2011年11月17日 | N響公演の感想(~2016)
11月17日(木)ネーメ・ヤルヴィ指揮 NHK交響楽団
《2011年11月Bプロ》 サントリーホール

【曲目】
1. ドヴォルザーク/スラヴ舞曲集 作品46 から 第1番
2. ベートーヴェン/ヴァイオリン協奏曲二長調Op.61
 【アンコール】
 パガニーニ/24の奇想曲~第9番
Vn:セルゲ・ツィンマーマン
3.ドヴォルザーク/交響曲第7番ニ短調Op.70

今月のN響定期は当初予定されていたイルジ・コウトが怪我で来日できなくなったため、各チクルスにそれぞれ代役が立ったが、B定期には名匠ネーメ・ヤルヴィが登場した。名匠とは言われているが、ネーメ・ヤルヴィの指揮に接するのは初めて。何はともあれ、東欧の名匠によるドヴォルザークがメインのプログラムということで期待は高まる。

一曲目はスラブ舞曲の中でも特に有名な第1番。音の鳴りがとても良く、勢いがあってどんどん前へ進んで行く。臨場感溢れる演奏はオープニングにぴったりだった。

続くベートーヴェンのヴァイオリン・コンチェルトでも、オーケストラの推進力はそのまま保たれて、乗りがいい。アクセルを軽く踏むだけでグイーンと加速する高性能の車に乗っている気分。音の抜けも良くて清々しい。それに、とりわけ管楽器のアンサンブルがいい味を出していて、ヴァイオリン・ソロが入るお膳立ては上々に進んだ。

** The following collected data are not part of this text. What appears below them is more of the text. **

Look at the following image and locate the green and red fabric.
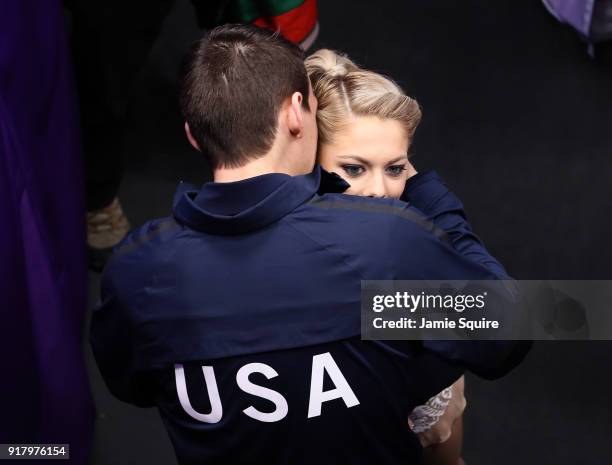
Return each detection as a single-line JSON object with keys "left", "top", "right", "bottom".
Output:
{"left": 193, "top": 0, "right": 319, "bottom": 49}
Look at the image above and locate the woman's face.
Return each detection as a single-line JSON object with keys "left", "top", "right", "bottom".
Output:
{"left": 318, "top": 116, "right": 412, "bottom": 199}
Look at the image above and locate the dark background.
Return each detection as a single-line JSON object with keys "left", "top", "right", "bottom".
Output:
{"left": 85, "top": 0, "right": 612, "bottom": 463}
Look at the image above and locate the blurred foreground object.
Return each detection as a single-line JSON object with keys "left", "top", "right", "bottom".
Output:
{"left": 543, "top": 0, "right": 612, "bottom": 54}
{"left": 0, "top": 0, "right": 95, "bottom": 461}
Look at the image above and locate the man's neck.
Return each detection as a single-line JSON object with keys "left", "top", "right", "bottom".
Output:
{"left": 213, "top": 159, "right": 290, "bottom": 183}
{"left": 213, "top": 145, "right": 312, "bottom": 183}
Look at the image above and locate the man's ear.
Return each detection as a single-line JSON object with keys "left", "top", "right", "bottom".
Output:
{"left": 286, "top": 92, "right": 304, "bottom": 138}
{"left": 184, "top": 122, "right": 201, "bottom": 151}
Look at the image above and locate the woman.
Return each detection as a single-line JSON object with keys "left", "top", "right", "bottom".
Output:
{"left": 306, "top": 49, "right": 468, "bottom": 465}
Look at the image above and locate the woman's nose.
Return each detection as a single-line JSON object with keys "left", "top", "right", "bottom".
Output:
{"left": 365, "top": 176, "right": 388, "bottom": 198}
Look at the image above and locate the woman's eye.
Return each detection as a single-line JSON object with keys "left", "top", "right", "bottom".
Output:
{"left": 386, "top": 165, "right": 407, "bottom": 177}
{"left": 341, "top": 164, "right": 365, "bottom": 177}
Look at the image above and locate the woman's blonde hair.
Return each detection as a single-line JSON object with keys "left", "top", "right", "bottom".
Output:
{"left": 305, "top": 49, "right": 421, "bottom": 146}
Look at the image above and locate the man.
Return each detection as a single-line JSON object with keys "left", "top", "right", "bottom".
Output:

そしてフランク・ペータ・ツィンマーマンの息子、セルゲのソロが始まった。セルゲのヴァイオリンは、よく磨かれた良い音がする。大きな表現力には物足りなさを感じるものの、凝縮された魅力がある。例えは良くないかもしれないが、小粒でもしっかりとした味と香りのある梅仁丹… ちょっと古いかな。とりわけ第2楽章の、静寂感としんみり感が胸に染みた。

ただ、セルゲのヴァイオリンは音程やタイミングがアレ?と思う場面が時おりあった。第1楽章では、何が起こったか、1小節乗り遅れたような感じで、オケと完全にズレた状態がしばらく続いた。オケとのハーモニーが明らかに違うのだから、もう少し早く挽回できなかったものだろうか。この辺りは経験と場慣れで解決していくのかも知れないが、ちょっと心配。

曲が終わって拍手が続くなか、今夜は空いていた隣の席に、な・なんと、大学時代の友人のテクノがやってきた。彼は1日目の会員だが、振り替えでたまたま僕の隣りにやって来たのだ。何という偶然!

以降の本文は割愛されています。